“Sit down, for mercy's sake, Eben!” said Abigail. She sat down herself as she spoke, and crossed her little slender feet and hands with a quick, involuntary motion, which was usual to her. “It is as I told you,” said she. Abigail Merritt, good comrade of a wife though she was, yet turned aggressively feminine at times.
The Squire sat down. “What do you mean, Abigail?”
“I mean—that I wish that Edwards boy had never entered this house.”
“Abigail, you don't mean that Lucina— What do you mean, Abigail?” finished the Squire, feebly.
“I mean that I was right in thinking some harm would come from that boy being here so much,” replied his wife. Then she went on and repeated in substance the innocent little confession which Lucina had made to her in her chamber.

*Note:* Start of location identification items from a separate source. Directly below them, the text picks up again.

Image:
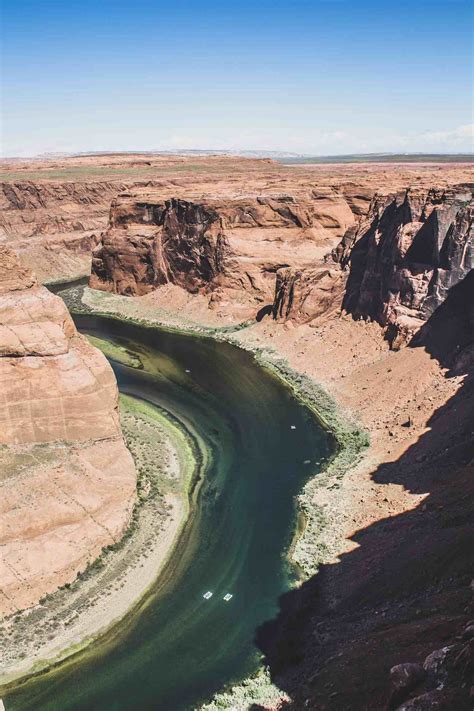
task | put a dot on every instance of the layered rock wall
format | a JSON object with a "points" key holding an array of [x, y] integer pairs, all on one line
{"points": [[407, 254], [234, 245], [67, 483]]}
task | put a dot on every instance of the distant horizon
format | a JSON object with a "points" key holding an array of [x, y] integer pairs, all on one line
{"points": [[320, 77], [236, 152]]}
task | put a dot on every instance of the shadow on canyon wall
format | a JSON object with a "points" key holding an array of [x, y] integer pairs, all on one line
{"points": [[405, 590]]}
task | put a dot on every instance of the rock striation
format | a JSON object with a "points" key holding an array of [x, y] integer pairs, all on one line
{"points": [[231, 246], [67, 479], [306, 295], [405, 256]]}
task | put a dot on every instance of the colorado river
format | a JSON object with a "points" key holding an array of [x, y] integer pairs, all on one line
{"points": [[177, 648]]}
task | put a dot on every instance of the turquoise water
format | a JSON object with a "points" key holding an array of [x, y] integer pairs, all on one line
{"points": [[177, 649]]}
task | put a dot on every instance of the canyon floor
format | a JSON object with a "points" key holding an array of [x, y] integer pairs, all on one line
{"points": [[395, 563]]}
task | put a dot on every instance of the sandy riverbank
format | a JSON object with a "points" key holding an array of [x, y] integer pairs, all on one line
{"points": [[66, 621], [394, 394], [351, 361]]}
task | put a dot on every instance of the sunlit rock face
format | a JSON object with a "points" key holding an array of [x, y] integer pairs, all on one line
{"points": [[232, 245], [67, 480]]}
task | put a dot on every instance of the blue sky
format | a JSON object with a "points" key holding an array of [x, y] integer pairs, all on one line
{"points": [[320, 76]]}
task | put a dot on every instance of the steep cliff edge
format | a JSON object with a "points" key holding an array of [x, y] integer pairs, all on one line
{"points": [[397, 264], [406, 255], [225, 246], [67, 480]]}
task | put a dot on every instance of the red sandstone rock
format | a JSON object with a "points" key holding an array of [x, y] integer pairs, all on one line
{"points": [[67, 487]]}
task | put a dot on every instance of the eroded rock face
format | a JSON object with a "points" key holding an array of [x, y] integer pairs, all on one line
{"points": [[406, 255], [304, 295], [234, 245], [67, 480]]}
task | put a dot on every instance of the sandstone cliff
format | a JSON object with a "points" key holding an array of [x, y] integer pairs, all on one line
{"points": [[67, 480], [399, 262], [406, 255], [227, 245]]}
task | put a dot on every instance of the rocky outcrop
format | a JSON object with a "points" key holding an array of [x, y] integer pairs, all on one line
{"points": [[68, 481], [305, 295], [406, 255], [232, 245]]}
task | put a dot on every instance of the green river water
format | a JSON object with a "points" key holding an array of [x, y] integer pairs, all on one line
{"points": [[176, 648]]}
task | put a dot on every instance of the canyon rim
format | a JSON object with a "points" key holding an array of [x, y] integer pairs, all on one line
{"points": [[236, 356]]}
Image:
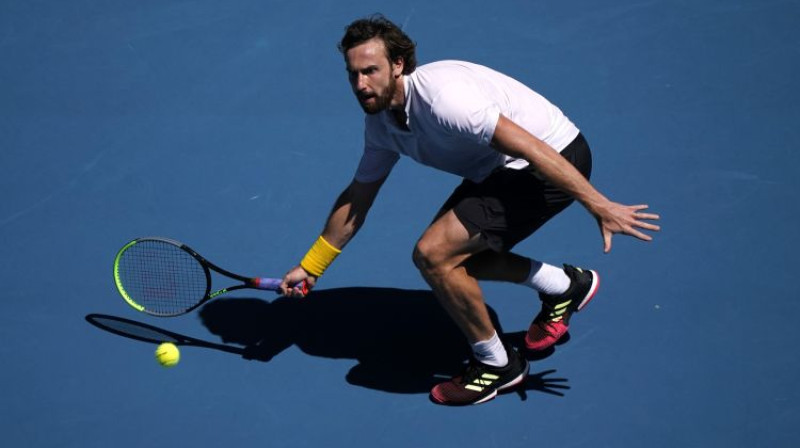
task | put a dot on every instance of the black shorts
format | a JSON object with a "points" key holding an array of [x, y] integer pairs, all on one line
{"points": [[509, 205]]}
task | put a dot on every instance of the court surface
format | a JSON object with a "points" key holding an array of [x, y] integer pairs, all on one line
{"points": [[230, 126]]}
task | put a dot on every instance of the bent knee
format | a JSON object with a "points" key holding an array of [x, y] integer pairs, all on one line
{"points": [[426, 256]]}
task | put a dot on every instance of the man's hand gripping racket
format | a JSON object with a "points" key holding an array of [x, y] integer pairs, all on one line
{"points": [[163, 277]]}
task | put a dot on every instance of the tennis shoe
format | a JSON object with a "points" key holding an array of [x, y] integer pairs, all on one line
{"points": [[480, 383], [552, 322]]}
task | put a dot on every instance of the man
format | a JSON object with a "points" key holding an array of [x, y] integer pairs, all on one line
{"points": [[522, 162]]}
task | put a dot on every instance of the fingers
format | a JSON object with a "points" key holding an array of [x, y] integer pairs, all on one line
{"points": [[296, 283], [627, 220]]}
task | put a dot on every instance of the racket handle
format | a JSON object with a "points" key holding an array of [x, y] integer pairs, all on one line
{"points": [[273, 284]]}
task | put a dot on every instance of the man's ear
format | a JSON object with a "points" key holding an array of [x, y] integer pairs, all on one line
{"points": [[397, 67]]}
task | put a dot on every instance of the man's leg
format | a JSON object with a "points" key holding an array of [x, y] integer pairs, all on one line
{"points": [[440, 255]]}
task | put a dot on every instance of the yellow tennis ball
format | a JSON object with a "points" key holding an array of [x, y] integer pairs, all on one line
{"points": [[168, 354]]}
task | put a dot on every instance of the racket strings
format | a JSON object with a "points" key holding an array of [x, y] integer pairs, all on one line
{"points": [[162, 277]]}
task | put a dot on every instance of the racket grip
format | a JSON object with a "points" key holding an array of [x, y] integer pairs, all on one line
{"points": [[273, 284]]}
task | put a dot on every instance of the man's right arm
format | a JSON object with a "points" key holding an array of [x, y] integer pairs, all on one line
{"points": [[346, 218]]}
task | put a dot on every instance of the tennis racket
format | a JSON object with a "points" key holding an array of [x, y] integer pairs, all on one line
{"points": [[163, 277]]}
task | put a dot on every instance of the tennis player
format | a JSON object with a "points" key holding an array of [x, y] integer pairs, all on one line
{"points": [[522, 162]]}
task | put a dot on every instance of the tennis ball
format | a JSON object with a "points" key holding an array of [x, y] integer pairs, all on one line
{"points": [[168, 354]]}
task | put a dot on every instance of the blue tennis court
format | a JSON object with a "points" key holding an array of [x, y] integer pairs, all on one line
{"points": [[230, 126]]}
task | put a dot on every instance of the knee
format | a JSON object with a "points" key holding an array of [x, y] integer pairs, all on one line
{"points": [[426, 257]]}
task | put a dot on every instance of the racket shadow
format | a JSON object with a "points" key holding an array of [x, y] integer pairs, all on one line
{"points": [[402, 340], [141, 331]]}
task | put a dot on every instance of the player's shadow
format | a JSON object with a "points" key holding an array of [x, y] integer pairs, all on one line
{"points": [[402, 339]]}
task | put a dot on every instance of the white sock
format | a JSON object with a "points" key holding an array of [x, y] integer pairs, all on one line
{"points": [[491, 352], [547, 279]]}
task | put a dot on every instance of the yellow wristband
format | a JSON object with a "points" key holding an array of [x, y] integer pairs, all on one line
{"points": [[319, 257]]}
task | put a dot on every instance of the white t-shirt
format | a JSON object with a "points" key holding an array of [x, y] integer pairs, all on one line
{"points": [[452, 109]]}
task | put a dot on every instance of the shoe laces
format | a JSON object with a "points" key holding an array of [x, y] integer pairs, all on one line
{"points": [[554, 312], [473, 374]]}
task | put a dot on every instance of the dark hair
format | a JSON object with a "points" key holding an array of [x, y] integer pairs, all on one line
{"points": [[398, 44]]}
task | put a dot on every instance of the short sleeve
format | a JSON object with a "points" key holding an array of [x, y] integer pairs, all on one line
{"points": [[464, 110]]}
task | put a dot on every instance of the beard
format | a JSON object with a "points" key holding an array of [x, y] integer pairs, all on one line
{"points": [[381, 102]]}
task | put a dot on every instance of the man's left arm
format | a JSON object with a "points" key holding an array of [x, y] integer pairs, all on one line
{"points": [[511, 139]]}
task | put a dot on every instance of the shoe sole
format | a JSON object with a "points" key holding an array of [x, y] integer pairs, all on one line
{"points": [[515, 382], [592, 291]]}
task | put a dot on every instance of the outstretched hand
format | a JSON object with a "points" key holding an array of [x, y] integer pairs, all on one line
{"points": [[292, 278], [625, 219]]}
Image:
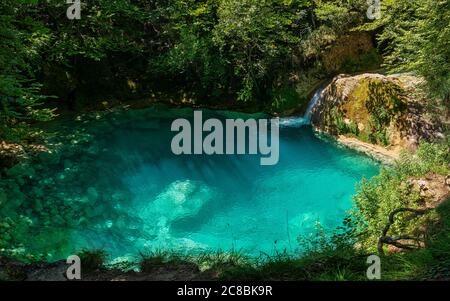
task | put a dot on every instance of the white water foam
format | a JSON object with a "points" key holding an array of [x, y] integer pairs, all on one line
{"points": [[297, 121]]}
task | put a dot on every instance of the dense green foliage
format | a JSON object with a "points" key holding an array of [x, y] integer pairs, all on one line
{"points": [[270, 54], [390, 190]]}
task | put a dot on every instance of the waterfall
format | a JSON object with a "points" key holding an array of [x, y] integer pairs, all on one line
{"points": [[298, 121]]}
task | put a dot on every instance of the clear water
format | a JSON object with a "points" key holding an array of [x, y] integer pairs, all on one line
{"points": [[151, 199]]}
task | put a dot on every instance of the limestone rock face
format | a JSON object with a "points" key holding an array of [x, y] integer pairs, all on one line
{"points": [[383, 110]]}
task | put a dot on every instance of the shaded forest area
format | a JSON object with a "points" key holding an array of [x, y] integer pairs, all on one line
{"points": [[265, 55]]}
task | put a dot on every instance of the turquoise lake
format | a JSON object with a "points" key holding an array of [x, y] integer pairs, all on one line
{"points": [[136, 196]]}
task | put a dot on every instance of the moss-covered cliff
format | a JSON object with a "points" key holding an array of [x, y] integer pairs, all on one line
{"points": [[388, 111]]}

The Squire listened, his bearded chin sunken on his chest, his forehead, under the crest of yellow locks, bent gloomily.
“It seems as if you and I had done everything that we could for the child ever since she was born,” he said, huskily, when his wife had finished. His first emotion was one of cruel jealousy of his daughter's love for another man.
Abigail looked at him with quick pity, but scarcely with full understanding. She could never lose, as completely as he, their daughter, through a lover. She had not to yield her to another of the same sex, and in that always the truest sting of jealousy lies.
“So far as that goes, it is no more than we had to expect, Eben,” she said. “You know that. I turned away from my parents for you.”
“I know it, Abigail, but—I thought, maybe, it wouldn't come yet a while. I've done all I could. I bought her the little horse—she seemed real pleased with that, Abigail, you know. I thought, maybe, she would be contented a while here with us.”